After years of being suppressed, emboldened hard-liners have demanded organizers of religious commemorations and other public events remove women from the line-up, as well as calling for restrictions on activities like women’s football matches.
“Historically, women’s participation has always been low in our country, but there was an expectation for change after the uprising, which never happened,” said Mahrukh Mohiuddin, the spokesperson for women’s political rights organization Narir Rajnoitik Odhikar Forum (Women’s Political Rights Forum).
An entrenched patriarchal mindset means women are often relegated to household duties, she added.
Those who dare to speak out often face hostility.
“Women are censored, vilified... judged for simply being part of a political party,” said uprising leader Umama Fatema. “That is the reality.”
Even the group formed by student leaders of the revolution, the National Citizen Party (NCP), is fielding just two women among its 30 candidates.

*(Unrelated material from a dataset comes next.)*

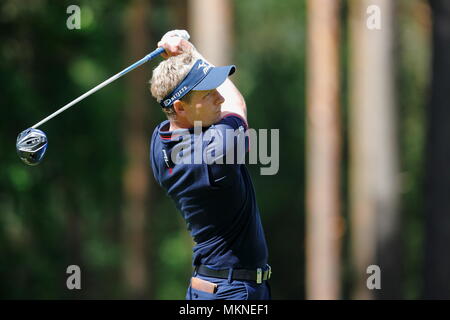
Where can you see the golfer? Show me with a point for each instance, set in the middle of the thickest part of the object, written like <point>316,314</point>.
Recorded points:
<point>213,192</point>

“I don’t take part in any decision?making of my party, (and) the biggest and most important decisions are not taken in our presence,” said NCP member Samantha Sharmeen.
The NCP has allied with Jamaat-e-Islami, the largest Islamist party and one of 30 parties to have failed to nominate a single woman.
- ‘Can’t be any women leaders’ -
Jamaat’s assistant secretary general, Ahsanul Mahboob Zubair, said society was not yet “ready and safe” for women in politics.
Nurunnesa Siddiqa of its women’s wing added: “In an Islamic organization, there can’t be any women leaders, we have accepted that.”
One of the few women running in this election, Manisha Chakraborty, said women’s participation in Bangladesh’s politics has long been limited to tokenization.
The nation of 170 million people directly elects 300 lawmakers to its parliament, while another 50 are selected on a separate women’s list.
“The concept of reserved seats is insulting,” said Chakraborty, whose Bangladesh Socialist Party has nominated 10 women among it 29 candidates — the highest share in this poll.
“Lobbying, internal preference, nepotism — all play a role in making women’s participation in parliament just a formality,” she told AFP.
Former minister Abdul Moyeen Khan said the reserved seats “were meant to help women establish a foothold,” but “the opposite happened.”
Selima Rahman, the only woman on the BNP’s standing committee, said promising women leaders often “fade away” due to a lack of party support.
And while Zia and Hasina served important symbolic roles, she pointed to how both had been elevated to the pinnacle of power through family connections.
Student voter Ariana Rahman fears a long struggle lies ahead.
“More women in this election would have made me feel better represented,” she said. “The next few years are likely to be more hostile toward women.”